- Born: May 14, 1919 Pennsylvania, U.S.
- Died: June 13, 2002 (aged 83) Macon, Georgia, U.S.
- Scientific career
- Fields: Meteorology

= John Hope (meteorologist) =

American meteorologist, hurricane specialist for The Weather Channel (1919-2002)

John Raymond Hope (May 14, 1919 – June 13, 2002) was an American meteorologist who specialized in hurricane forecasting and was an on-air personality on The Weather Channel.

==Life history==
Born in Pennsylvania, Hope served as a flight navigator in the United States Army Air Forces during World War II. After returning to civilian life, Hope earned a degree in meteorology from the University of Illinois. In 2002, he died from complications of open heart surgery.

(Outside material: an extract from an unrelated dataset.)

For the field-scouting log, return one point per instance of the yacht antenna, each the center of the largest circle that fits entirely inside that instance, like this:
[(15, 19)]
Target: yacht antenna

==National Weather Service==
Hope worked as a forecaster with the National Weather Service in Memphis, Tennessee, for thirteen years. When astronaut John Glenn made his famous spaceflight in 1962, Hope served on the mission's meteorological team. In 1968, Hope began working for the National Hurricane Center in Miami, Florida. While at the center, Hope began receiving recognition for his technical achievements in hurricane forecasting. During this time, he developed a theorem commonly known as the John Hope Rule. It consists of two sub-theorems. One, that if a system is not a bona fide tropical storm before crossing the Windward Islands, or the Lesser Antilles, it will not survive the trek across the Eastern Caribbean Sea. If the wave is still present, formation in the Western Caribbean is possible. The second portion is, that if the structure of a wave or storm is good, never discount it or write it off.

==The Weather Channel==
After retiring from thirty two years with the National Weather Service, John Hope joined The Weather Channel when it was created in 1982. With his calm on-air demeanor, Hope became quickly recognized as The Weather Channel's in-house hurricane expert. In 1989 when Hurricane Hugo struck South Carolina, Hope spent several hours on the air warning the channel's viewers of the approaching hurricane's danger. Some credit Hope with saving lives during the storm due to his tireless on-air efforts. He would continue to appear on-air for the channel's Tropical Updates until his death, by which time full-time duties had passed to Steve Lyons. Hope was interred at Riverside Cemetery in Macon, Georgia.

== Source of Camille name on hurricane naming list ==
Hope's daughter, Camille, graduated from high school in 1969. Although "Carol" was assigned to the 1969 list of names, there was concern over reusing the retired name, as papers continued to be published about its 1954 incarnation. Dr. Banner Miller was impressed with Camille Hope's high school project, which involved hurricane research, and asked her father to add her name to the list of potential hurricane names that year. They had no way of knowing that the storm named after Hope's daughter — Camille — would become one of the most powerful and destructive hurricanes to ever hit the United States when it slammed into Mississippi as a Category 5 hurricane. Camille Hope is married to former U.S. Representative Jim Marshall of Georgia.